Dalle origini alla consacrazione: la parabola iniziale
Il debutto del 2021 “For The First Time” aveva visto la band di Cambridge impegnata in un post rock fatto di linee ritmico-melodiche ripetitive, quasi ossessive, infarcite da improvvisi cambi di tempo e dalla voce desolata di Isaac Wood. Il post- punk iniettato nella maggior parte del disco è affiancato dalle strutture caotiche e anticonvenzionali che aggiungono il rock sperimentale alla lista dei generi di questo disco. Insomma un tripudio di creatività contraddistingueva la band nella scena di Windmill del
2021 e faceva presagire un futuro glorioso.
Nel 2022 esce “Ants From Up There”, un disco che spazza via il lato più sperimentale del primo album per lasciare spazio a brani art-rock che portano sulle spalle arrangiamenti perfetti, performance entusiasmanti e la voce ,che da desolata passa ad essere viscerale. Vere e proprie suite costellate di sassofoni, violini, fiati che nei casi di “The Place Where He Inserted the Blade”, “Concorde” e “Basketball Shoes” , si concludevano in climax memorabili. In “Ants From Up There” i Black Country New Road prendevano l’indie rock a mo’ di suite dai Car Seat Headrest di “Teens Of Denial” , il cantato lamentoso da Jeff Mangum in “In The Aeroplane Over The Sea”, la malinconia di Sufjan Stevens, le strutture
degli Arcade Fire e un pizzico di prog rock preso in prestito dai momenti più melodici dei black midi per arrivare a creare un suono che rimane una pietra maestosa nel rock degli anni ‘20.

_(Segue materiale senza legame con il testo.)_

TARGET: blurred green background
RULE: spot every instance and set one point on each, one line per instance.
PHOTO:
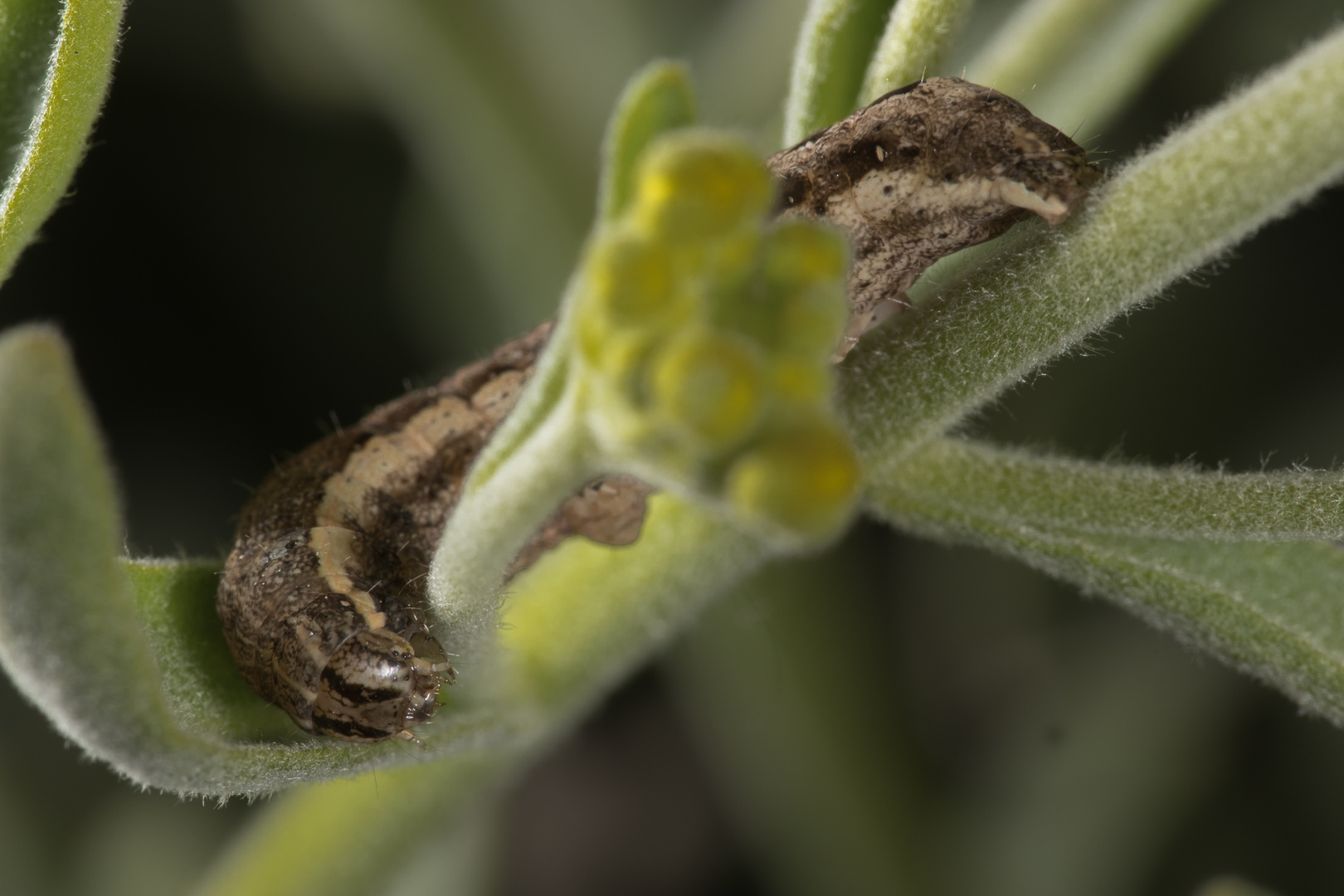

Una frattura dolorosa: l’addio di Isaac Wood
Ma poco prima dell’uscita dell’album il cantante e frontman Isaac Wood dichiara la sua dipartita dalla band per problemi di salute mentale. Assistiamo così a una ridistribuzione dei ruoli all’interno del gruppo con il cantato che passa alla bassista Tyler Hyde, alla pianista May Kershaw e alla violinista Georgia Ellery; tre nuove voci, tutte al femminile. Ma il cantato non è la più grande novità del terzo album dei Black Country New Road, “Forever Howlong”. “Besties”, il primo singolo del disco è un impasto coeso di indie pop, chamber pop e progressive pop, l’arrangiamento è denso e ben curato con almeno tre modulazioni (di cui una ai toni lontani). Un brano piacevole, divertente ma anche estremamente creativo e ambizioso.
Il pop ambizioso che guarda al futuro
Pop è sicuramente una parola che affianca la maggior parte dei generi di questo album. Un pop fatto di strumenti appartenenti alla musica da camera (chamber pop), di contrappunti vocali e di clavicembali (baroque pop) e di tempi dispari e morbidi virtuosismi strumentali (progressive pop). Il sound è potente, teatrale, l’ansia tormentata che guidava i precedenti due dischi sembra essere perlopiù svanita.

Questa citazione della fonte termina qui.